AI Terminology

Anomaly Detection
The ability to automatically detect errors or unusual activity in a system.
Artificial General Intelligence (AGI)
An AI that theoretically has the capacity to learn and perform any intellectual task that humans or animals can do.
Artificial Intelligence (AI)
A system that demonstrates behavior that could be interpreted as human intelligence.
Computer Vision
The ability of software to visually interpret the world through cameras, video, and images.
Deep Learning (DL)
A subset of machine learning where algorithms are designed to function similarly to the human brain. These algorithms, called artificial neural networks, are designed to imitate the way humans think and learn.
Discriminative AI
Discriminative AI models are trained to distinguish between different classes of data. For example, a discriminative AI model could be trained to distinguish between cats and dogs.
Enterprise AI
Enterprise AI is the application of AI technologies to solve business problems. For example, enterprise AI could be used to automate customer service, optimize supply chains, or detect fraud.
Generative AI
Used to create new text, images, video, audio, code or synthetic data.
Knowledge Mining
The ability to extract information from large volumes of often unstructured data to create a searchable knowledge store.
LLMs
LLMs or Large Language Models are a type of generative AI model that are trained on massive datasets of text and code. LLMs can be used to generate text, translate languages, write different kinds of creative content, and answer your questions in an informative way.
Machine Learning
Often the foundation for an AI system, it is the method we use to "teach" a computer model to make predictions and draw conclusions from data.
Natural Language Processing
The ability of a computer to interpret written or spoken language, and respond in kind.
Neural Network
A series of algorithms that endeavor to recognize underlying relationships in a set of data through a process that mimics the way the human brain operates.
Prompt Engineering
Prompt engineering is the process of designing prompts to get exactly the answer you need. It’s carefully crafting or choosing the input (prompt) that you give to a machine learning model to get the best possible output.

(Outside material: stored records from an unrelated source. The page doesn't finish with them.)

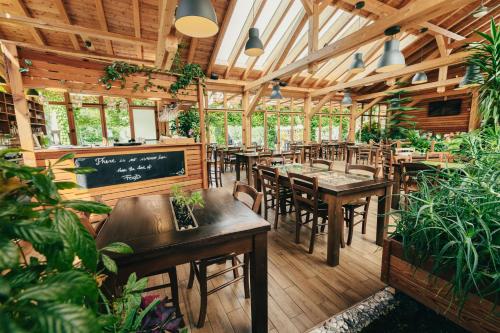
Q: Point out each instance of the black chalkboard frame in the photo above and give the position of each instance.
(132, 152)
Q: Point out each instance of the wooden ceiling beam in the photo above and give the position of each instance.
(74, 29)
(165, 51)
(64, 14)
(136, 12)
(423, 66)
(240, 42)
(411, 14)
(220, 35)
(101, 17)
(37, 34)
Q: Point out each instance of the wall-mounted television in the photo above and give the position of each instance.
(445, 108)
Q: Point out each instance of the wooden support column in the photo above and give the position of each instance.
(474, 116)
(20, 103)
(307, 118)
(352, 122)
(203, 135)
(246, 121)
(71, 119)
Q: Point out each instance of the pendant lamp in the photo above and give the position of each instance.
(392, 58)
(419, 77)
(347, 100)
(276, 93)
(472, 77)
(254, 46)
(196, 18)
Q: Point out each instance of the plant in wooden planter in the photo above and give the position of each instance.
(57, 286)
(450, 229)
(182, 206)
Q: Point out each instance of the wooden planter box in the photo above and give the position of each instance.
(432, 291)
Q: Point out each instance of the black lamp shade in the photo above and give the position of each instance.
(392, 58)
(254, 46)
(196, 18)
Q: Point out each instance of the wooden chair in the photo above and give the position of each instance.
(307, 204)
(327, 163)
(275, 196)
(198, 268)
(350, 209)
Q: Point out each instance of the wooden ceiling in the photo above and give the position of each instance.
(130, 30)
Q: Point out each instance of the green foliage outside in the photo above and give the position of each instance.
(60, 291)
(453, 218)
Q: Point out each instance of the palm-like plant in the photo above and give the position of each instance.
(486, 56)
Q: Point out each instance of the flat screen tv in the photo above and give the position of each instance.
(445, 108)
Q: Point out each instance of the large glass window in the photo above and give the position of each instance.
(234, 128)
(88, 125)
(216, 128)
(257, 121)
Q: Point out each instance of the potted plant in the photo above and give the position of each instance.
(182, 207)
(444, 251)
(58, 287)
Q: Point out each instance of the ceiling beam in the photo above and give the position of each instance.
(136, 12)
(411, 14)
(64, 14)
(220, 35)
(423, 66)
(101, 17)
(166, 12)
(74, 29)
(37, 34)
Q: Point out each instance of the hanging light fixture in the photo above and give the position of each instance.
(32, 92)
(254, 46)
(420, 77)
(347, 100)
(392, 58)
(472, 77)
(480, 11)
(196, 18)
(358, 65)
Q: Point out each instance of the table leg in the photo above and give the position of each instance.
(396, 187)
(258, 283)
(335, 228)
(238, 168)
(383, 209)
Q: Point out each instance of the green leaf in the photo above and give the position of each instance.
(109, 263)
(87, 206)
(9, 255)
(118, 247)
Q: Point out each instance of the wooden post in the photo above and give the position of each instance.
(474, 116)
(307, 118)
(203, 136)
(351, 137)
(20, 103)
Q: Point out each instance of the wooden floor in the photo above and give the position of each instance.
(303, 290)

What it means for customers: When your generative AI tool gets a strong prompt, it’s able to deliver a strong output. The stronger and more relevant the prompt, the better the end user experience.

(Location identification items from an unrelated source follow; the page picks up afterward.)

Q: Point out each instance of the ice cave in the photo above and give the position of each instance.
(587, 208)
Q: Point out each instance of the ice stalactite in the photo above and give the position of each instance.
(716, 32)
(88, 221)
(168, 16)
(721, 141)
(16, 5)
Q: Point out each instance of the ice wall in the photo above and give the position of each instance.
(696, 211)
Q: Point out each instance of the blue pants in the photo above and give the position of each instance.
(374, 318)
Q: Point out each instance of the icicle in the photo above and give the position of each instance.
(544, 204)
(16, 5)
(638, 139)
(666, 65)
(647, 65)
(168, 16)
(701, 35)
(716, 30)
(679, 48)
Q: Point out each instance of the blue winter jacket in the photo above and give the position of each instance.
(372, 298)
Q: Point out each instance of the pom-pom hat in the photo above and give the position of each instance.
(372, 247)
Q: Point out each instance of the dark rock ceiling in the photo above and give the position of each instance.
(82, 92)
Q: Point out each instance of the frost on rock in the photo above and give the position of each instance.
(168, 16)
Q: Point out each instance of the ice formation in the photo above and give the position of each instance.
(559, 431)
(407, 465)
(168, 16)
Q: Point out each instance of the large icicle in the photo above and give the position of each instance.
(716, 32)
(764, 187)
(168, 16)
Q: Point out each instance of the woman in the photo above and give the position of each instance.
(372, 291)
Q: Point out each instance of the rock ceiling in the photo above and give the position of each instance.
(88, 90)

What it means for teams: Can be used to ask a large language model to generate a personalized email to a customer, or to analyze customer feedback and extract key insights.
Reinforcement Learning
A type of Machine Learning where an agent learns to behave in an environment by performing certain actions and observing the results or rewards of those actions.
Sentiment Analysis
Sentiment analysis involves determining the emotional tone behind words to gain an understanding of the attitudes, opinions, and emotions of a speaker or writer. It is commonly used in CRM to understand customer feedback or social media conversation about a brand or product.

What it means for customers: Customers can offer feedback through new channels, leading to more informed decisions from the companies they interact with.

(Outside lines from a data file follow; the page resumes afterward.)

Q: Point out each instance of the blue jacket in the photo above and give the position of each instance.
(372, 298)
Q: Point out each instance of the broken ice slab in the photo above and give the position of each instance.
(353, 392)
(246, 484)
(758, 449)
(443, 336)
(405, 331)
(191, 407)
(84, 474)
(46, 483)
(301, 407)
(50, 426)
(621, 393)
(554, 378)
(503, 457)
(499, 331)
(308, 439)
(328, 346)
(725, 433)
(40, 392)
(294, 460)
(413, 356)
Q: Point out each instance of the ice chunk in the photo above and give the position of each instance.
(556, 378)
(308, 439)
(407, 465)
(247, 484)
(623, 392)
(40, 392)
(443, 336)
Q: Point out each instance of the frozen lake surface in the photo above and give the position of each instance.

What it means for teams: Sentiment analysis can be used to understand how customers feel about a product or brand, based on their feedback or social media posts, which can inform many aspects of brand or product reputation and management.
Strong AI
Also known as Artificial General Intelligence (AGI), it refers to a type of artificial intelligence that is theoretically as capable as a human in any intellectual task. It represents an AI system with the ability to understand, learn, adapt, and implement knowledge in a wide array of tasks, similar to a human mind.
Weak AI
Also known as Narrow AI, it refers to AI systems that are designed and trained for a specific task. These systems do not possess general intelligence, but they can outperform humans in their specific tasks. Examples include recommendation systems like those used by Netflix or Amazon, and voice recognition systems like Siri or Alexa.